Sarah Victoria Turner discusses representations of South Asia in nineteenth and early-twentieth century exhibitions in Britain, focusing on ‘copies’ of ancient paintings of the Ajanta Buddhist cave-temples exhibited at the 1911 Festival of Empire in Sydenham, South London.
Turner raises broader questions about the purpose and problematics of exhibition histories, and how we go about recreating and reconstructing the historic exhibition. What sources, materials, archives, documents, and records are available to the historian of exhibitions? Exhibition histories are always fragile, open-ended, and never definitive; but they can also be productive of new kinds of histories attentive to the networks of circulation, reception, and display created by the exhibition and its afterlives.
This talk is part of a series of programmes for London, Asia, a collaboration between Asia Art Archive and the Paul Mellon Centre for Studies in British Art.
Sarah Victoria Turner is the Deputy Director for Research at the Paul Mellon Centre for Studies in British Art in London.
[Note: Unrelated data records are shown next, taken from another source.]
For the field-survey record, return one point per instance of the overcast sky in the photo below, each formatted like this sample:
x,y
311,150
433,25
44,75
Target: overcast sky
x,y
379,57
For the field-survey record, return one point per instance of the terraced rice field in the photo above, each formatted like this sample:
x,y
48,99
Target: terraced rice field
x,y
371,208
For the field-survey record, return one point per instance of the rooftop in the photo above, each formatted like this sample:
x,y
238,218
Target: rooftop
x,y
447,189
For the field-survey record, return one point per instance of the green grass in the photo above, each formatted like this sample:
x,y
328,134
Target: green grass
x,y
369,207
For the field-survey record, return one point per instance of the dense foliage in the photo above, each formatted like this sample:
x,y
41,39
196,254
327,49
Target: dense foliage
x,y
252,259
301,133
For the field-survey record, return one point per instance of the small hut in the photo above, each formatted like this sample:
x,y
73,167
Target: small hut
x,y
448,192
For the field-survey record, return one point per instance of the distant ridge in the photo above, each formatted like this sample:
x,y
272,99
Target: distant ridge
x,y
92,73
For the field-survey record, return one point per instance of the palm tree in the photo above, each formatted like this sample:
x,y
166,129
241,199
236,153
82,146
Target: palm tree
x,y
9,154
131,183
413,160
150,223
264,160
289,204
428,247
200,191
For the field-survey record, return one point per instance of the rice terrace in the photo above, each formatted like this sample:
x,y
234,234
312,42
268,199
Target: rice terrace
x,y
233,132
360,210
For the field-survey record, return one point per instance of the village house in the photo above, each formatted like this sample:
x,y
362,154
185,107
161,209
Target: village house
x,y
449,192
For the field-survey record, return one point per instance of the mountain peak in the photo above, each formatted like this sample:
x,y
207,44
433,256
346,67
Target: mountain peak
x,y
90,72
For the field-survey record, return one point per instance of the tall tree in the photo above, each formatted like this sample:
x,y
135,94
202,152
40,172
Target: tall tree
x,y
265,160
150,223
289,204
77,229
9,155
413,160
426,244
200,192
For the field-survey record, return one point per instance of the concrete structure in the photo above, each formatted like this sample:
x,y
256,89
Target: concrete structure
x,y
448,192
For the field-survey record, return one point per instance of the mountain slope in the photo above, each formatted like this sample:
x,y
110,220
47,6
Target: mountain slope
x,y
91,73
She is the co-editor of British Art Studies, an open-access digital journal co-published with the Yale Center for British Art. Turner also teaches art history and is Visiting Senior Lecturer at The Courtauld Institute of Art in London. Her research interests encompass many aspects of British art from 1850 to 1950, and she has published in exhibition catalogues, academic publications, and online. Most recently, she co-edited After 1851: The Material and Visual Cultures of the Crystal Palace at Sydenham with Kate Nichols. In 2018, she will co-curate a major exhibition with Mark Hallett at the Royal Academy of Arts in London to mark 250 years of the academy’s summer exhibitions. Turner was recently named one of Apollo Magazine’s ‘40 Under 40’ in the European art world.